What I found was of little practical help. The ADA itself outlines the factors to be considered, including cost, but doesn’t say just how to balance them. Various district courts have looked at revenues, gross profits and net profits to determine if the cost of barrier removal was excessive, but always end up saying that the inquiry is “fact intensive.” That, of course, is shorthand for there will be an expensive trial of the case.
What neither the cases nor the ADA and its implementing regulations discuss is the cost of defending a typical ADA lawsuit, even though that cost may dwarf the expense of barrier removal. The fact that barrier removal is so often cheaper than defending a lawsuit is what drives most ADA settlements and a good deal of ADA compliance. Of course many disability advocates would argue that the pressure created by the threat of litigation is a good thing. After all, it tends to make businesses remove barriers when they might not otherwise do it. It seems equally likely though that the dominance of legal fees as a factor in ADA litigation is actually distorting the way in which businesses comply and may be doing as much harm as good.

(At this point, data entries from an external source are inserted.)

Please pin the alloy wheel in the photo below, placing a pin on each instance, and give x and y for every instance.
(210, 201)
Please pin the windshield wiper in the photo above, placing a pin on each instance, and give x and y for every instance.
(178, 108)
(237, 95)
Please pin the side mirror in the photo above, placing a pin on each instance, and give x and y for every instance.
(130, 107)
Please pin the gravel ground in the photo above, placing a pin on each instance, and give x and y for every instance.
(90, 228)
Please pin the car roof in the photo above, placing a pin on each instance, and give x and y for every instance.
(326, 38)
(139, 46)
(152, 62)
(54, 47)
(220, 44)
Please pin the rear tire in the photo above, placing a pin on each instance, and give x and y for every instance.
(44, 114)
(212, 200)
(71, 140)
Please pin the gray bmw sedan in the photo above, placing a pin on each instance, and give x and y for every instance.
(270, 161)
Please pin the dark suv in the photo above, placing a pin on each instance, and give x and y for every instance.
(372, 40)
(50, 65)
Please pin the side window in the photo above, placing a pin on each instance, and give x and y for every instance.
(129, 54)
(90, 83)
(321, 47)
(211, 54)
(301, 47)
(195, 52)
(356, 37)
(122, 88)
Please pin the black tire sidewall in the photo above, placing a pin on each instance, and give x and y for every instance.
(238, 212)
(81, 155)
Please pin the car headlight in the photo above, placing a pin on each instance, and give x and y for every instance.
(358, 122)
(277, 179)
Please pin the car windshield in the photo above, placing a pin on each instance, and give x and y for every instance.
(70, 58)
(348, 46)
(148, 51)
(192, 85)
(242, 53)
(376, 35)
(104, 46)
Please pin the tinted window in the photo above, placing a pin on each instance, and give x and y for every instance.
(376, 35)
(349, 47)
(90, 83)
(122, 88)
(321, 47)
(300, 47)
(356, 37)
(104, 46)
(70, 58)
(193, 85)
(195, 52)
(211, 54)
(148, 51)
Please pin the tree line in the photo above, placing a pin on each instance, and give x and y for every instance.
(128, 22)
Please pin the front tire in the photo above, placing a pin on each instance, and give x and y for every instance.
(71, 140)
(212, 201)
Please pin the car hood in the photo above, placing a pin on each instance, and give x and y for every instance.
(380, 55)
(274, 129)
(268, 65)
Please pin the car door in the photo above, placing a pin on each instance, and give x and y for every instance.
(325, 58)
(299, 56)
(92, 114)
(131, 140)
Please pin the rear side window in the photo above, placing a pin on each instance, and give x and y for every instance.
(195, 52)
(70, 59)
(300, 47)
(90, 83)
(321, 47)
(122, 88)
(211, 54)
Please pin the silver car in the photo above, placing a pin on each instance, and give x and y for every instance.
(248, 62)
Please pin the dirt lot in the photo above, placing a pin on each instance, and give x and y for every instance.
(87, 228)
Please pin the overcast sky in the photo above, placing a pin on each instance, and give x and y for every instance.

The first distortion comes from the fact that plaintiffs have an incentive to sue before making a demand in order to preserve a claim to attorney’s fees. The filing of suit and the cost of defending immediately divert resources from compliance to litigation and probably slow compliance as well. A second form of distortion comes from the economic pressure on plaintiffs and their attorneys to minimize investigation expenses in order to make settlement easier later on. This leads to the “cookie cutter” lawsuits over violations that are easy to find, but may not be the most serious barriers to access for the disabled. Businesses may, for the same reason, concentrate their remediation efforts on the most visible violations regardless of how serious they are. ADA compliance is being driven more by what is easy to litigate than by what most frustrates the disabled. Finally, private enforcement by a small number of plaintiffs also seems to encourage battles over standing that once again divert money and attention from the barriers to access themselves.
These are problems only Congress can solve because they are inherent in the private enforcement mechanism. Until Congress addresses them those with disabilities and those who own or operate public accommodations will have to deal with the elephant in the room that the courts have largely ignored when they try to decide what is “readily achievable.”